James had the longest punt return in the NFL during the 1980 season. He returned a punt 75 yards for a touchdown in the Patriots 34–21 win over the New York Jets at Schaefer Stadium on November 2. James recorded five sacks in 1981.

He intercepted a pass by David Woodley on the last play of the Patriots 3–0 "Snow Plow" victory over the Miami Dolphins on December 12, 1982.

James intercepted three passes by Joe Ferguson in the third quarter of the Patriots 31–0 shutout of the Buffalo Bills at Rich Stadium on 10–23–83, becoming the first player in club history to record three interceptions in the same quarter.

He tackled Frank Middleton for a safety in the Patriots 50–17 rout of the Indianapolis Colts on November 18, 1984.

James recovered 10 fumbles during the regular season and recovered a fumble by Freeman McNeil in the Patriots 26–14 AFC Wild Card Round win over the New York Jets on December 28, 1985.

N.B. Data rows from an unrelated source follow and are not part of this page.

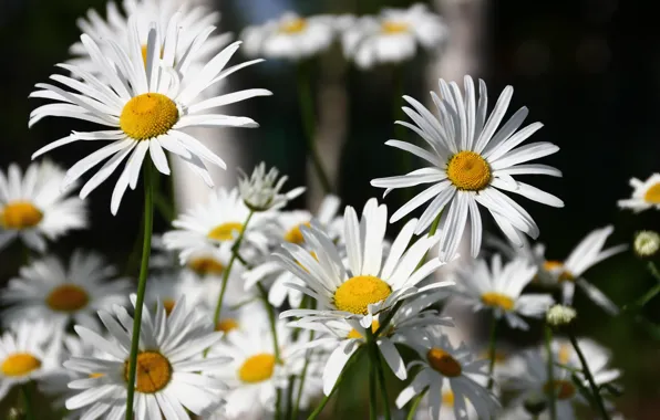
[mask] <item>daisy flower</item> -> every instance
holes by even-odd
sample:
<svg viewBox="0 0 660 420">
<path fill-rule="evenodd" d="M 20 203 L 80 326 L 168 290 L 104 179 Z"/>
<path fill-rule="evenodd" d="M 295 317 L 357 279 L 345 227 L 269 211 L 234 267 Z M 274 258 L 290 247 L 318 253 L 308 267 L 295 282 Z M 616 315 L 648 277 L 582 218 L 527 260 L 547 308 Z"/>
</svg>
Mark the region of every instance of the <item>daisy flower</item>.
<svg viewBox="0 0 660 420">
<path fill-rule="evenodd" d="M 411 60 L 417 45 L 433 50 L 447 38 L 447 27 L 425 4 L 384 9 L 378 17 L 344 20 L 342 27 L 343 53 L 361 69 Z"/>
<path fill-rule="evenodd" d="M 437 242 L 437 237 L 422 238 L 409 249 L 416 220 L 403 227 L 386 255 L 383 252 L 388 227 L 385 204 L 379 206 L 377 199 L 370 199 L 361 220 L 352 207 L 347 207 L 343 220 L 348 261 L 340 258 L 337 245 L 314 223 L 310 228 L 300 228 L 307 248 L 285 243 L 281 251 L 274 254 L 283 267 L 305 282 L 302 287 L 297 284 L 289 284 L 289 287 L 317 300 L 323 313 L 328 309 L 346 318 L 364 318 L 362 325 L 369 326 L 372 313 L 386 311 L 399 301 L 425 290 L 453 284 L 439 282 L 416 287 L 444 265 L 439 259 L 420 264 Z M 286 314 L 296 316 L 297 311 Z"/>
<path fill-rule="evenodd" d="M 286 242 L 306 248 L 300 228 L 310 225 L 313 219 L 316 223 L 321 225 L 330 234 L 333 241 L 338 240 L 341 235 L 341 218 L 337 217 L 339 204 L 339 197 L 327 196 L 316 214 L 307 210 L 280 212 L 276 218 L 276 222 L 269 225 L 267 235 L 277 245 Z M 299 307 L 302 302 L 302 292 L 291 288 L 287 284 L 292 283 L 305 286 L 305 283 L 275 260 L 265 261 L 262 264 L 258 264 L 254 269 L 246 271 L 244 280 L 246 291 L 252 288 L 257 282 L 272 282 L 268 292 L 268 302 L 274 306 L 280 307 L 287 297 L 291 307 Z"/>
<path fill-rule="evenodd" d="M 75 187 L 61 190 L 64 171 L 50 161 L 32 164 L 24 176 L 11 164 L 7 176 L 0 170 L 0 250 L 16 238 L 39 252 L 45 238 L 58 239 L 73 229 L 87 227 L 84 203 L 66 197 Z"/>
<path fill-rule="evenodd" d="M 44 323 L 21 322 L 0 336 L 0 399 L 14 385 L 40 386 L 60 370 L 61 335 Z"/>
<path fill-rule="evenodd" d="M 456 253 L 468 216 L 472 221 L 472 255 L 476 256 L 479 252 L 482 217 L 477 203 L 488 209 L 497 225 L 517 245 L 522 245 L 522 233 L 532 238 L 538 237 L 538 227 L 529 213 L 501 190 L 518 193 L 548 206 L 564 207 L 564 202 L 557 197 L 513 178 L 514 175 L 534 174 L 561 176 L 555 168 L 527 164 L 529 160 L 556 153 L 559 150 L 557 146 L 544 141 L 517 147 L 543 126 L 540 123 L 534 123 L 516 133 L 527 116 L 526 107 L 515 113 L 497 130 L 512 98 L 513 87 L 507 86 L 503 91 L 493 113 L 486 118 L 486 84 L 479 81 L 477 104 L 472 77 L 465 76 L 464 83 L 465 97 L 456 83 L 447 84 L 440 80 L 441 95 L 431 93 L 440 119 L 417 101 L 404 96 L 414 109 L 403 107 L 403 111 L 415 125 L 405 122 L 398 124 L 419 134 L 431 146 L 431 151 L 405 141 L 385 143 L 421 157 L 432 167 L 371 181 L 374 187 L 386 188 L 385 192 L 395 188 L 433 183 L 392 214 L 390 221 L 402 219 L 433 199 L 420 218 L 415 233 L 424 232 L 437 217 L 441 217 L 440 250 L 444 252 L 445 258 Z M 446 211 L 443 211 L 445 208 Z"/>
<path fill-rule="evenodd" d="M 660 174 L 651 175 L 646 181 L 632 178 L 630 187 L 633 189 L 632 197 L 617 202 L 621 209 L 631 209 L 636 213 L 660 209 Z"/>
<path fill-rule="evenodd" d="M 78 27 L 83 33 L 86 33 L 94 42 L 99 44 L 104 54 L 113 54 L 112 48 L 103 43 L 103 40 L 114 40 L 120 46 L 130 54 L 136 53 L 131 46 L 131 27 L 127 17 L 135 20 L 137 27 L 137 41 L 142 48 L 142 59 L 146 63 L 148 32 L 152 22 L 156 24 L 161 33 L 165 33 L 169 20 L 175 13 L 179 13 L 178 25 L 184 29 L 179 32 L 179 42 L 174 51 L 174 62 L 179 62 L 188 45 L 195 38 L 208 31 L 212 25 L 217 25 L 220 21 L 220 13 L 212 11 L 203 4 L 182 3 L 176 0 L 124 0 L 122 2 L 125 13 L 122 13 L 114 1 L 106 4 L 105 19 L 94 9 L 87 11 L 86 18 L 78 20 Z M 192 57 L 190 67 L 199 71 L 204 61 L 226 45 L 231 39 L 231 34 L 209 34 L 207 41 L 200 45 L 198 52 Z M 71 64 L 103 77 L 101 70 L 96 66 L 92 57 L 87 54 L 82 42 L 76 42 L 70 49 L 70 53 L 75 57 L 70 60 Z"/>
<path fill-rule="evenodd" d="M 504 317 L 512 328 L 528 329 L 520 316 L 540 318 L 554 303 L 549 294 L 523 294 L 537 272 L 526 260 L 503 264 L 499 254 L 495 254 L 491 267 L 485 260 L 476 260 L 472 265 L 471 270 L 458 272 L 457 295 L 475 311 L 492 309 L 495 317 Z"/>
<path fill-rule="evenodd" d="M 243 31 L 248 55 L 301 60 L 327 50 L 334 39 L 332 17 L 302 18 L 293 12 Z"/>
<path fill-rule="evenodd" d="M 131 296 L 135 305 L 135 295 Z M 84 374 L 84 379 L 69 384 L 79 393 L 66 400 L 70 410 L 83 409 L 84 418 L 122 419 L 126 411 L 126 382 L 131 353 L 133 318 L 124 307 L 113 313 L 100 311 L 110 339 L 76 326 L 82 340 L 107 355 L 72 357 L 64 367 Z M 223 337 L 213 324 L 186 305 L 185 298 L 166 315 L 162 304 L 155 313 L 145 307 L 142 316 L 140 353 L 135 385 L 135 417 L 145 420 L 188 418 L 186 409 L 200 416 L 220 402 L 223 382 L 208 375 L 217 371 L 226 358 L 204 358 L 203 351 Z M 199 374 L 203 372 L 203 374 Z"/>
<path fill-rule="evenodd" d="M 165 149 L 184 159 L 195 174 L 208 186 L 213 186 L 202 159 L 221 168 L 226 167 L 225 162 L 184 129 L 215 126 L 256 127 L 257 124 L 250 118 L 209 112 L 254 96 L 270 95 L 270 92 L 265 90 L 246 90 L 207 99 L 199 98 L 199 94 L 209 86 L 251 63 L 225 69 L 240 45 L 240 42 L 235 42 L 208 61 L 198 74 L 193 74 L 188 71 L 192 57 L 199 52 L 213 27 L 202 31 L 189 45 L 185 45 L 186 53 L 175 63 L 175 51 L 184 40 L 184 36 L 179 36 L 182 31 L 178 18 L 178 14 L 174 15 L 166 31 L 156 23 L 149 27 L 146 66 L 142 57 L 142 43 L 135 19 L 128 22 L 127 48 L 122 48 L 112 38 L 103 40 L 113 54 L 103 53 L 92 38 L 83 34 L 82 44 L 103 77 L 99 78 L 80 66 L 61 64 L 60 66 L 83 82 L 54 74 L 51 78 L 61 83 L 64 88 L 38 83 L 39 91 L 30 95 L 53 101 L 30 114 L 30 126 L 47 116 L 55 116 L 97 123 L 106 128 L 90 133 L 73 132 L 32 155 L 32 158 L 35 158 L 56 147 L 79 140 L 111 141 L 66 171 L 64 187 L 110 158 L 82 188 L 81 198 L 105 181 L 127 158 L 112 193 L 113 214 L 117 212 L 126 188 L 135 189 L 147 151 L 159 172 L 169 175 Z M 159 51 L 163 52 L 162 59 L 156 54 Z"/>
<path fill-rule="evenodd" d="M 594 265 L 628 249 L 628 245 L 621 244 L 602 250 L 605 241 L 613 230 L 611 225 L 596 229 L 578 243 L 566 261 L 550 260 L 545 262 L 545 275 L 551 276 L 555 284 L 561 286 L 563 303 L 565 305 L 573 305 L 573 296 L 577 284 L 594 303 L 606 312 L 611 315 L 619 313 L 618 306 L 609 297 L 582 277 L 582 274 Z"/>
<path fill-rule="evenodd" d="M 425 339 L 416 339 L 410 345 L 417 351 L 421 360 L 411 363 L 408 368 L 410 370 L 417 367 L 420 370 L 396 397 L 396 407 L 402 408 L 413 397 L 426 390 L 429 416 L 437 420 L 441 418 L 443 390 L 448 386 L 456 418 L 462 419 L 467 412 L 466 400 L 479 419 L 488 419 L 497 411 L 497 399 L 481 385 L 483 377 L 487 381 L 487 359 L 474 360 L 464 345 L 454 347 L 446 336 L 436 332 L 429 332 Z M 482 379 L 476 379 L 479 377 Z"/>
<path fill-rule="evenodd" d="M 123 305 L 131 288 L 114 266 L 93 252 L 76 250 L 68 264 L 49 255 L 21 267 L 2 291 L 6 325 L 20 319 L 48 321 L 60 329 L 80 324 L 99 329 L 96 312 Z"/>
</svg>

He had 29 interceptions and 42 punt returns in 145 regular season games for the New England Patriots.

James played in five playoff games for the New England Patriots.

==Post-playing career==
James went on to coach the Sharon High School football team in Sharon, Massachusetts. His son, Roland James Jr., played for Hofstra. His son, Roman, played free safety at Baylor University. He currently resides in Sharon, Massachusetts and is working as the Director of Youth Services at the Somerville Community Youth Program in Somerville, Massachusetts, and is active in other charitable work.